Angekommen in Gelsenkirchen erwarten viele nicht mehr als Tauben, Kleingärten und Schalke 04. Doch mitten in der Stadt, im bürgerlichen Stadtteil Buer, gibt es eine Oase. Wasserschloss Berge mit seinem herrlich angelegten, weitläufigen Park, dem historischen Kräutergarten und dem Berger See ist seit vielen Jahrzehnten eines der beliebtesten Naherholungsziele der Menschen im Ruhrgebiet. Schloss Berge bietet zudem Gastronomie auf exzellentem Niveau.

Garten- und Parklandschaften wie hier sind seit jeher ein wichtiger Bestandteil des Lebens in allen Ruhrgebietstädten und gehören ebenso ins Bild wie die Industrieanlagen.

Einige von denen, die in den letzten Jahren mit neuem, insbesondere kulturellem Leben erfüllt wurden, sind u. a. der Nordsternpark in Gelsenkirchen, das Gasometer in Oberhausen, der Landschaftspark Duisburg Nord oder die Zeche Zollern in Dortmund.

Entlang der "Route der Industriekultur" kann man diese per Auto oder auch Rad kennenlernen. Radtouren durchs Ruhrgebiet werden zahlreich angeboten, es gibt Routen auf den Spuren der Römer oder dem Lauf der Ruhr folgend.

Kulturhauptstadt wird das Ruhrgebiet derweil auch aus anderem gutem Grund – nirgendwo gibt es so viele Festivals wie hier, etwa die Ruhrfestspiele Recklinghausen, Ruhr-Triennale, Internationale Kurzfilmtage Oberhausen oder auch Mülheimer Theatertage, um nur einige zu
nennen.

Dazu umwerfende Veranstaltungsorte wie Zollverein oder die Jahrhunderthalle Bochum. Zudem erfreuen sich das Folkwang-Tanz- Theater in Essen oder auch das Schauspielhaus Bochum eines internationalen Rufs. Und der "Adolf-Grimme-Preis" ist in der Deutschen Fernsehkultur eine feste, anspruchsvolle Größe. Er kommt aus Marl.

Für denjenigen, der sehen will, was das Ruhrgebiet besonders gemacht hat, bietet das Deutsche Bergbau Museum in Bochum die Möglichkeit dort einzufahren, wo einst das Herz des Reviers schlug: in die Stollen unter Tage.

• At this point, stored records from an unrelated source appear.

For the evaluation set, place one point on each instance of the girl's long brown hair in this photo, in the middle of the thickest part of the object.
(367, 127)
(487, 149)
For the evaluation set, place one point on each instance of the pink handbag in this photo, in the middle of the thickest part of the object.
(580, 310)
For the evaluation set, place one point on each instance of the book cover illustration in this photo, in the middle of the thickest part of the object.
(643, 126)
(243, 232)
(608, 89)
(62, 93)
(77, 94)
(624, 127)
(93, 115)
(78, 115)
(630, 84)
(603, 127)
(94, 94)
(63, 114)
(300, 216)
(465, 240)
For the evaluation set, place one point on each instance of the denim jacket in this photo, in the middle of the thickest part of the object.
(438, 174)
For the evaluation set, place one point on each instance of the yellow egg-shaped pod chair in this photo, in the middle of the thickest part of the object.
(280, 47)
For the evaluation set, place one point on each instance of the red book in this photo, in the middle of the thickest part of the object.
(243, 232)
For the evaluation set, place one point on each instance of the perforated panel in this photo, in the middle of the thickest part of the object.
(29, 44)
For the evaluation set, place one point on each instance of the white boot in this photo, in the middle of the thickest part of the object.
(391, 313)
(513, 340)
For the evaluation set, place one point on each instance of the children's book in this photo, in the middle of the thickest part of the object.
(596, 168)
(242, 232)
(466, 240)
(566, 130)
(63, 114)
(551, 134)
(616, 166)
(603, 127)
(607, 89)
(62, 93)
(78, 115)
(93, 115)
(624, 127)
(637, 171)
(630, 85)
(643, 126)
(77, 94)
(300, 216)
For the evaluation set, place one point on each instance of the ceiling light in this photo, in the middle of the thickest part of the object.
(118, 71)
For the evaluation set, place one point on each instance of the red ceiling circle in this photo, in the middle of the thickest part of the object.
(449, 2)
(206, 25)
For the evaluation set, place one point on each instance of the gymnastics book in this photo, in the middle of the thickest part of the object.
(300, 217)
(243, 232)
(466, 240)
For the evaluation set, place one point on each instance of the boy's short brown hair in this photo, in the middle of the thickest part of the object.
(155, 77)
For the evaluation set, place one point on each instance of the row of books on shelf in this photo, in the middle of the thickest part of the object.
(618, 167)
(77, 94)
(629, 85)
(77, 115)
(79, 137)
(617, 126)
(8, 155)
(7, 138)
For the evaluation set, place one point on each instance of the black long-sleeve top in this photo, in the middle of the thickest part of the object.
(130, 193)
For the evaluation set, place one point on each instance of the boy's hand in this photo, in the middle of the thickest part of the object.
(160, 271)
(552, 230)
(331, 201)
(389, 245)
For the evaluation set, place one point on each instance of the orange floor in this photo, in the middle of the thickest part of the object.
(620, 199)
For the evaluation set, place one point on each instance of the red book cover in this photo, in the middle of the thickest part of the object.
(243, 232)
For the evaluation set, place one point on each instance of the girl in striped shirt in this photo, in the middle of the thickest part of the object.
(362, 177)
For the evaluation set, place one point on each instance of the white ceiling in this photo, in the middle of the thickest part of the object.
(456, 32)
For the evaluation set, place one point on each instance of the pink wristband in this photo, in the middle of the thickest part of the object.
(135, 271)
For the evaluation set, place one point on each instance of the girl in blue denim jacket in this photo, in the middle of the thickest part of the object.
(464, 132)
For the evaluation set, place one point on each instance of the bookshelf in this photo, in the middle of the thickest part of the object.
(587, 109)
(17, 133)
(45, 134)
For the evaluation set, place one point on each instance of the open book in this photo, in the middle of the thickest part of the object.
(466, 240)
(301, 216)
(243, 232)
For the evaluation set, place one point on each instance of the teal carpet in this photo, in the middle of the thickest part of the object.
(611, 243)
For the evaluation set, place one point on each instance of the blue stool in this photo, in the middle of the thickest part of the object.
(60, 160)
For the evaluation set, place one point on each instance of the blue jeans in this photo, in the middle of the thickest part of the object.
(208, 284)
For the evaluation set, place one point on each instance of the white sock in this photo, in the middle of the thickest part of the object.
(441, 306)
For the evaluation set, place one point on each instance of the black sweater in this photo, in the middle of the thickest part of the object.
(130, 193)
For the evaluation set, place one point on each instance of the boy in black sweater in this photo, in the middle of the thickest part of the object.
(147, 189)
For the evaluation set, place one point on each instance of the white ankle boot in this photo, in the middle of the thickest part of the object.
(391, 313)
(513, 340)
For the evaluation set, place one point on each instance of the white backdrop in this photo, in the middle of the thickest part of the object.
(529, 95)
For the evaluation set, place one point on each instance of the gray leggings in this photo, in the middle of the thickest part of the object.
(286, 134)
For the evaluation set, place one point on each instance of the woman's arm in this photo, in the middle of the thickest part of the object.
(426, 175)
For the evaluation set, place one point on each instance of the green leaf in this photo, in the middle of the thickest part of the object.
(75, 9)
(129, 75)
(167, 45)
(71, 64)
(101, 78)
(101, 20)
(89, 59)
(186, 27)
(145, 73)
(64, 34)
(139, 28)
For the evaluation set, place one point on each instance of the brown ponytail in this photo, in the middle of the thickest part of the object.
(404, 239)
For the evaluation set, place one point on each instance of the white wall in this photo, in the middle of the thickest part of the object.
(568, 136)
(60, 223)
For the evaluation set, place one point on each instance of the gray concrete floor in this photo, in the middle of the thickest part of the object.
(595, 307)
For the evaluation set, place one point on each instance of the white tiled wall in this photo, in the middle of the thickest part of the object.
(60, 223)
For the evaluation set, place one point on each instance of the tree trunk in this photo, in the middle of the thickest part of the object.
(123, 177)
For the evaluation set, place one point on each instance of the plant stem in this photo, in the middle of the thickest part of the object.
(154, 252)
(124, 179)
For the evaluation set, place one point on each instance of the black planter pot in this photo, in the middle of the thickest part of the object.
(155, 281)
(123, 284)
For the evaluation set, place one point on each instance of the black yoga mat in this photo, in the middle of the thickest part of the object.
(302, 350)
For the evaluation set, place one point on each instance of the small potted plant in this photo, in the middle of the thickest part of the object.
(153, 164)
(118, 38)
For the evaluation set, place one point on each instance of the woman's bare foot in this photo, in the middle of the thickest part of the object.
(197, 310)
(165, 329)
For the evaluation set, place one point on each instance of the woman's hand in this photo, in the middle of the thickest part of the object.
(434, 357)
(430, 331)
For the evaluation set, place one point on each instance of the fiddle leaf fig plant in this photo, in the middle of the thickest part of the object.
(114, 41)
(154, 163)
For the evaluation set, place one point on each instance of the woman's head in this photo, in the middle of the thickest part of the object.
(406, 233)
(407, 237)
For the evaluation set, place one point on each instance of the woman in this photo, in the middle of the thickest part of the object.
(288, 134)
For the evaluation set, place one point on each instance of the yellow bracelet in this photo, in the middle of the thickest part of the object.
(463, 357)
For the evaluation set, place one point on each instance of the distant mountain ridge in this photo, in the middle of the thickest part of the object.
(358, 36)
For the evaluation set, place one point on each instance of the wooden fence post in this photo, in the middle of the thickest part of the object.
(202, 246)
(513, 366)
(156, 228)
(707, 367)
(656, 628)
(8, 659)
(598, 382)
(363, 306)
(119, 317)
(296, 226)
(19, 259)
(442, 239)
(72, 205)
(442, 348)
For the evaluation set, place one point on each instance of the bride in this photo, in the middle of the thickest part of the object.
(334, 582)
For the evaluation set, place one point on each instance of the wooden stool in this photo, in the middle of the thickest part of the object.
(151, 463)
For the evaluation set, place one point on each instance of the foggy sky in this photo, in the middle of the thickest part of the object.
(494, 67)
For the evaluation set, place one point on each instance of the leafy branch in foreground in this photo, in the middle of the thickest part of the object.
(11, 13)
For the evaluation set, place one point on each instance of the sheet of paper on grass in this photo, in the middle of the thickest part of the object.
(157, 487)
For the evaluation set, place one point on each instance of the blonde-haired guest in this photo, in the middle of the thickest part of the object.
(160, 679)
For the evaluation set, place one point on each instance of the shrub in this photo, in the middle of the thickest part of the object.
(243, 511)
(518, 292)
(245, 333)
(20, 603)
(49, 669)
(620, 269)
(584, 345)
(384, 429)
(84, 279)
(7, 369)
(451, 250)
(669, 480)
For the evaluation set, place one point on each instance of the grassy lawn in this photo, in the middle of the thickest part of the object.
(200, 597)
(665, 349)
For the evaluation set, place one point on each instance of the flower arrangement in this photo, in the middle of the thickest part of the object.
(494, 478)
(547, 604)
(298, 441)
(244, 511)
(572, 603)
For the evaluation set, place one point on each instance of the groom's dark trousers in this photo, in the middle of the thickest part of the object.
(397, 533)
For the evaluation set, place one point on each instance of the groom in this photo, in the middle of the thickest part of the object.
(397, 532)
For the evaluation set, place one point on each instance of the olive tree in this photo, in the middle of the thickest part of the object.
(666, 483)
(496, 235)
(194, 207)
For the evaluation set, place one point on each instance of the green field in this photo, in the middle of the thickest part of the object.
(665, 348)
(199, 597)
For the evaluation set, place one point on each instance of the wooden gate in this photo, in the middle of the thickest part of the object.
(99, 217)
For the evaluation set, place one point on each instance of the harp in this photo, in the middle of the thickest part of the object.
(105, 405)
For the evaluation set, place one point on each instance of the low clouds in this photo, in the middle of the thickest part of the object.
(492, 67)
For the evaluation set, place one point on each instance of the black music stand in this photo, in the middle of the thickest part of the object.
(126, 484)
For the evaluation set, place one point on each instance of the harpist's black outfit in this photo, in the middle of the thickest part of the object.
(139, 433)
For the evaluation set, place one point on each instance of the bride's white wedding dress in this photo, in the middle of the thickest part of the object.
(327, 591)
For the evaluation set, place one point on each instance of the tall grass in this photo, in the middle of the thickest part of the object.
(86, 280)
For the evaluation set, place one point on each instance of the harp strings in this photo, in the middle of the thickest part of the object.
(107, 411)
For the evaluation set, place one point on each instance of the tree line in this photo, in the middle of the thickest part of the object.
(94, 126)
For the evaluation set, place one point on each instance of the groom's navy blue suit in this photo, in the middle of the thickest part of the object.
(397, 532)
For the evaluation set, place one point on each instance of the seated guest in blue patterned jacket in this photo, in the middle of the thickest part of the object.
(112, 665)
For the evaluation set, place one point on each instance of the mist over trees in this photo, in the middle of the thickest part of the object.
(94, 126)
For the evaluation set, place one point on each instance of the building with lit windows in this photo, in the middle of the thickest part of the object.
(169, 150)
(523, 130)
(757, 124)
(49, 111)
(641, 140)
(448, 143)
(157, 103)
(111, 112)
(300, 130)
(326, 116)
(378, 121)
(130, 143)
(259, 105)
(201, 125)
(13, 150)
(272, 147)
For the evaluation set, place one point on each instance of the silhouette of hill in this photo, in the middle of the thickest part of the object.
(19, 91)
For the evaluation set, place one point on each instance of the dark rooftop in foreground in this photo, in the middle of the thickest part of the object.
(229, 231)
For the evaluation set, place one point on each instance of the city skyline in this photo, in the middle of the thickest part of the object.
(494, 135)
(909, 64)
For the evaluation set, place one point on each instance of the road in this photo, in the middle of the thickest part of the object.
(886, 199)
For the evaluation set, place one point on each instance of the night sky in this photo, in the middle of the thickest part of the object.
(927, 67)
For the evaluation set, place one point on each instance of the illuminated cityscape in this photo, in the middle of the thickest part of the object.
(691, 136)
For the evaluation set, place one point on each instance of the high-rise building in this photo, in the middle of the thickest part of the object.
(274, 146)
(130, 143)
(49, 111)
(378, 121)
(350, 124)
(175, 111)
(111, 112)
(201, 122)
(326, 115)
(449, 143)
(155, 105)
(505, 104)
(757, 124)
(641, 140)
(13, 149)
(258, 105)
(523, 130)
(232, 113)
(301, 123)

Um aber endgültig zu verstehen, was die Schönheit Ruhrpott, die eigentlich keine ist, ausmacht, muss man die Menschen kennenlernen: Humor ist die Basis von allem, Solidarität ist Selbstverständlichkeit und Toleranz eine Tugend. Seit jeher Schmelztiegel der Nationen, lebt man heute als multikultureller Mensch, der vielleicht Müller, Mazzarini, Kozlowski oder Akdemir heißt. Und der sich über ausländerfeindliche Ausschreitungen anderswo in Deutschland zumeist nur wundern kann.

Man ist und bleibt eben Kumpel. Glück auf!